Last week, my cousin Emory Gearhart IV sent me two Gearhart Knitting Machines which belonged to his late father, Emory Gearhart III. These machines are special. They are perhaps the last known machines owned by any Gearhart’s besides me. With their arrival, I believe that I now have the entire collection of machines owned by any of the Gearhart’s. My collection goes back to the very first machine, built in 1888 by the inventor Joseph E. Gearhart (1849-1928).
The Gearhart Knitting Machine Company was a very successful family business from 1888 through 1924, manufacturing over 200,000 machines and serving as the primary source of socks for department stores of the day such as Sears, Montgomery Wards, and others. This was before the existance of cheap imports from China. The Gearhart Knitting Machine Company follows an interesting path through the period in time when factories and industry started to displace farms as the primary source of wealth for our country.
I have been researching the company, off and on, for a couple years, after I inherited several boxes of unopened papers and machines from my father. The boxes been stored away since the 1920′s so it has been quite an experience seeing a family history which most people have forgotten. If I can uncover more information around the WW-I time period, I just might have enough information to write a story about the company.
I have a display case in my living room, which contains some of the Gearhart Knitting Machine Company archives. Here is a photo of it.
I have a dark corner where I keep it, so that there is minimal light damage. Therefore, you probably can’t make out as many details as I’d like to show. I used my Russian fisheye lense and snapped the photo about 4 feet away, then rectified the image with some image processing software I have on my computer. There are all kinds of light-reflection-things going on here, and I decided to just leave the photo as is rather than creating a starker image. The photo is actually pretty close to actual lighting conditions.
The two most notable things in the case are Joseph E. Gearhart’s first wooden machine, manufactured in 1888. There are only two in existence. The other one showed up on eBay several years ago and then disappeared with the winning bid (never to resurface?). The other thing in this case is Emory J. Gearhart’s last Clearfield Knitting Machine. This machine is in mint condition other then some scratches on the label. The machine was made from the last 5000 machines in inventory after the company stopped making them in 1925. This machine is in great running condtion, and I’ve used it off and on since I first tried it out way back in 1975. Now days, I don’t use these machines, since I want to preserve them for as long as possible.

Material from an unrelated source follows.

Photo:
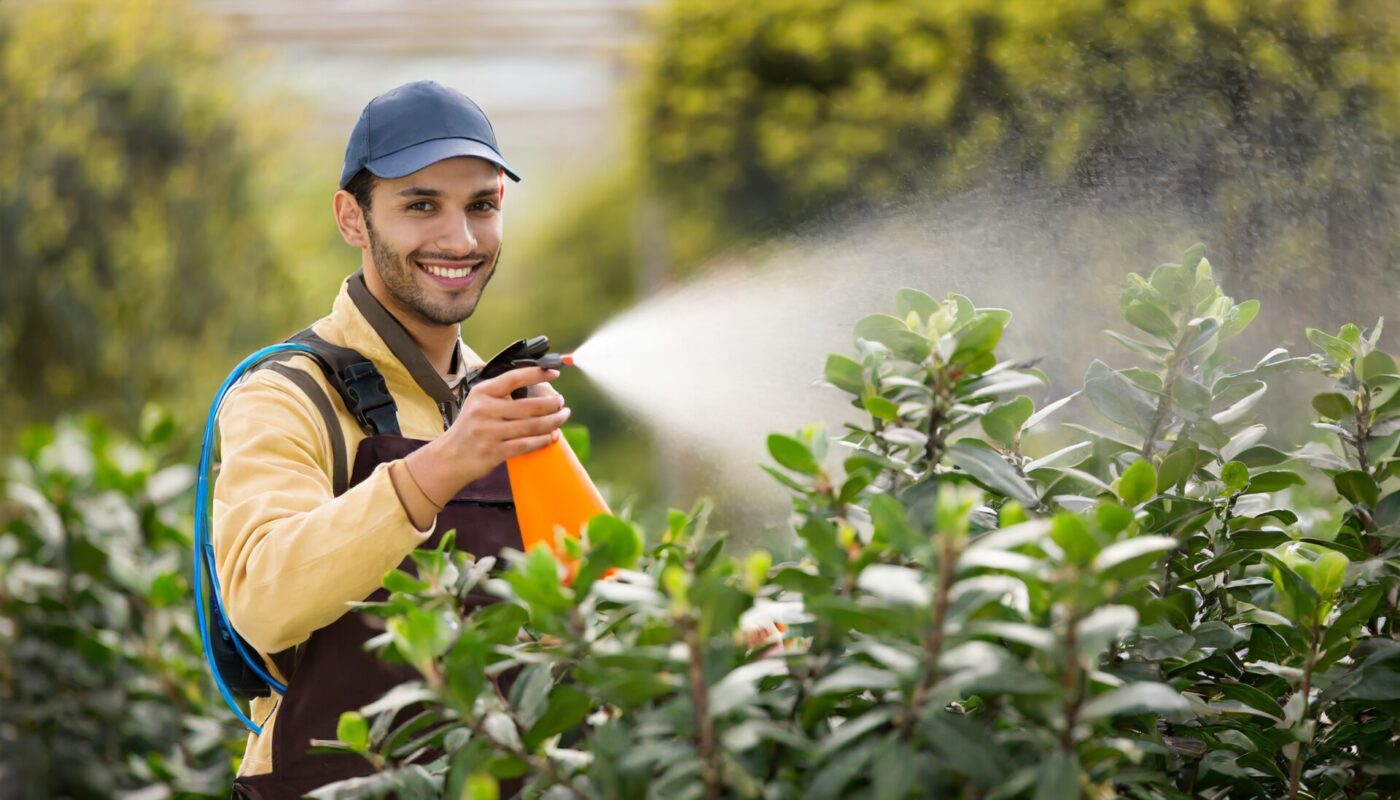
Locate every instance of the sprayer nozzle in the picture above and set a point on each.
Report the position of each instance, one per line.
(546, 362)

Here are some closeups. You can probably make out some details. The bulk of the archives is stored elsewhere. These are just a few of the items that I like to show people when they stop by for a visit. Two of the machines rest on stacks of books. One stack contains engineering etchings from the time, and the other stack is the adventures of one of my favorite authors, Alexander Von Humboldt (1769-1859). A third machine is packed inside its shipping crate.